Driving across Ireland
I’ve been on tons of double-digit-hour road trips across the United States, either as a driver (d) or a rider (r). In fact, these are all the ones I can remember:
Seattle → San Francisco (d)
San Francisco → New Mexico → Rochester (d)
Rochester → Portland, OR → San Francisco (d)
San Francisco → Rochester (d)
Seattle, WA → San Francisco (d)
Rochester → San Francisco, CA (d)
Madison ↔ New Orleans, LA (r)
San Diego, CA → Rochester (d)
Rochester ↔ Keystone, CO (d)
Rochester ↔ Red Lodge, MT (d)
Madison, WI ↔ Houston, TX (d)
Madison, WI ↔ Beaver Creek, CO (d)
Rochester ↔ New York City (d)
Rochester ↔ Long Island, New York (r)
Rochester ↔ Delaware (r)
Rochester ↔ New Jersey (r)
Rochester ↔ Red Lodge, MT x 6 (r)
Rochester ↔ Castle Rock, CO x 3 (r)
Rochester, MN ↔ Florida (r)
Not to mention dozens more 3-6 hours trips, and potentially hundreds of one-hour drives, mostly between Rochester and Minneapolis (for lacrosse games and the like).
This is not to say that I am a particularly skilled driver, because I’m not, but I do have quite a bit of volume under my belt.
And though I have this expanse of driving experience, there are two things I had never done: drive across an entire country, from edge to edge, and drive on the left side of the road.

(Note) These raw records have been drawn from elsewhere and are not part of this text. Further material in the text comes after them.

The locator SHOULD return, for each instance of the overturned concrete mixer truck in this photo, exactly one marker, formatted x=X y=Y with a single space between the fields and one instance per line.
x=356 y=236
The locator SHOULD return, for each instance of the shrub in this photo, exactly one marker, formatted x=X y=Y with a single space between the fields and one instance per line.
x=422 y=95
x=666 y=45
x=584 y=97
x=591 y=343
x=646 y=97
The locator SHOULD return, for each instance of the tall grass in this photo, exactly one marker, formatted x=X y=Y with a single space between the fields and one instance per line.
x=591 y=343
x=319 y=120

That is, until yesterday, when I drove from the east coast of Ireland to the west coast (and back) in a single day. It was the first time I had ever driven on the other side of the road, on the other side of the car. Never have I felt the internal wirings of my brain more neatly exposed than when driving on the left, fighting my own muscle memory. Walking to the left door to start driving (only happened once, to be fair to myself), misjudging how far I was from the centerline on the right, making poor righthand turns into the far lane, and constantly (never once getting it right the first time) reaching with my right hand to put the car in drive.
Each time I needed to change gear, my right hand would float up and to the right, into thin air, pantomiming as I reached for shifter with contact never to be made. This would happen despite the obvious fact that I was sitting on the right side of the car, with no room for a shifter further to the right.
When I finally got to moving the real shifter, it felt like I was fighting with the very fiber of my being. Like my left hand was merely one of those mechanical claws: ostensibly a superficial extension of myself, but not fully integrated with my central nervous system.
Ultimately, I made it across Ireland, to the Cliffs of Moher and back, in a single day. It was an incredible experience—an embodied reminder of how automatically I move through life—and maybe a prompt to try turning the other way from time to time.